Di makam Pak Suka, Triyagan, Karanganyar, Jawa Tengah.

Minggu, 16 Agustus 2020, telepon berbunyi, Bu Suka mengirim kabar, lebih tepatnya mengajak saya untuk ikut tabur bunga ke makam Pak Suka pada esok hari. Tanpa pikir panjang, ajakan itu saya terima begitu saja.

Senin, 17 Agustus pagi kami bertemu di Solo. Turut hadir pula sebagian keluarga Pak Suka yang datang dari Jogja, sekitar belasan orang. Serombongan tiga mobil kami berangkat, dari Solo ke Triyagan, Karanganyar. Saya satu mobil dengan Bu Suka dan Mbak Jum, asisten pribadi ibu. O, ya, sebelum berangkat kami dijamu gule kambing dan opor ayam, lengkap dengan lauk pauk yang lezat.

“Hari ini 82 tahun, Mas. Pasti bapak senang, dikunjungi kita semua,” kata Bu Suka lirih.
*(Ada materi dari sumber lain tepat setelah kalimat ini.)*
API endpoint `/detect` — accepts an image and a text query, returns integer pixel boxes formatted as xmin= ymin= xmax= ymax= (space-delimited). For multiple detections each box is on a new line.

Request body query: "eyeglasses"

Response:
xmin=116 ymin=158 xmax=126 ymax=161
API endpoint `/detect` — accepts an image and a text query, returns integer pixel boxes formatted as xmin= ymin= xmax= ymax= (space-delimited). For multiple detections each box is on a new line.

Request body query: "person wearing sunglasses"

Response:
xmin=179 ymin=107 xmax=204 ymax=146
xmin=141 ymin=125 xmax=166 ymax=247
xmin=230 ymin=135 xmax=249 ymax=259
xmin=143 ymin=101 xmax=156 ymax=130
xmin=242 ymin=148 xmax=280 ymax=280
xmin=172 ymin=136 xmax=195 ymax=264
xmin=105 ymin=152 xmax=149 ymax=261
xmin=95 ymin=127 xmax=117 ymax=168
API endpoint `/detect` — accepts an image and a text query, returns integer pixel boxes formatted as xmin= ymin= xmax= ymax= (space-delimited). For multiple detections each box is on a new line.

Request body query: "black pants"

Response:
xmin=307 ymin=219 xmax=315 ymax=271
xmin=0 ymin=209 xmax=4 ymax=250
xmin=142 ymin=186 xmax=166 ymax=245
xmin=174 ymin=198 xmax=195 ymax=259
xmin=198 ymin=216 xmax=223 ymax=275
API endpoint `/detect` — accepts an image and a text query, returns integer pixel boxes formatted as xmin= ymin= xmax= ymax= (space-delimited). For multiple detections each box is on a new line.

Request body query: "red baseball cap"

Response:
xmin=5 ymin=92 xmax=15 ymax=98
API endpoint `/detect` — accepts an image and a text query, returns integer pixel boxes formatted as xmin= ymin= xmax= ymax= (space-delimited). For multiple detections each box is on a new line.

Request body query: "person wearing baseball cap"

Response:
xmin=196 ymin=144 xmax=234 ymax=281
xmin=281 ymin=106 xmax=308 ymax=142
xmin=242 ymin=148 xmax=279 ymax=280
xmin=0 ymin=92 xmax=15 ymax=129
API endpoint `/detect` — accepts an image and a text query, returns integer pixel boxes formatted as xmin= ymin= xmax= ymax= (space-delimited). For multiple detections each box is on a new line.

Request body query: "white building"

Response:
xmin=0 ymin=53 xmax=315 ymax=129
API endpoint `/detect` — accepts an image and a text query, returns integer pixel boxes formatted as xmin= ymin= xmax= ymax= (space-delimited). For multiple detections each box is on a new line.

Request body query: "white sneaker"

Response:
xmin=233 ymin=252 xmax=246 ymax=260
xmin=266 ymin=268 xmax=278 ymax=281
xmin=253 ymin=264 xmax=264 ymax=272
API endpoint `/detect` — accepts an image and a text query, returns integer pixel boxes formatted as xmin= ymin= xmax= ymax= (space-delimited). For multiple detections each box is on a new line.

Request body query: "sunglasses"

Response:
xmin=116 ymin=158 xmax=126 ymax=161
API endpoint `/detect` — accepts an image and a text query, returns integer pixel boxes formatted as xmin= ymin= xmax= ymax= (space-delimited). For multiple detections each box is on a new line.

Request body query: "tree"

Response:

17 Agustus memang merupakan hari lahir Pak Suka, sosok yang banyak dikenal sebagai penulis dan inspirator, khususnya di dunia musik. Seluruh hidup Pak Suka memang telah terbukti didedikasikan untuk pertumbuhan musik dan pengetahuan melalui buku-buku yang ditulisnya, penyelenggaraan pementasan musik klasik-kontemporer yang diadakannya, diskusi dan ceramah, hingga menjadi pembimbing untuk berbagai penelitian musik.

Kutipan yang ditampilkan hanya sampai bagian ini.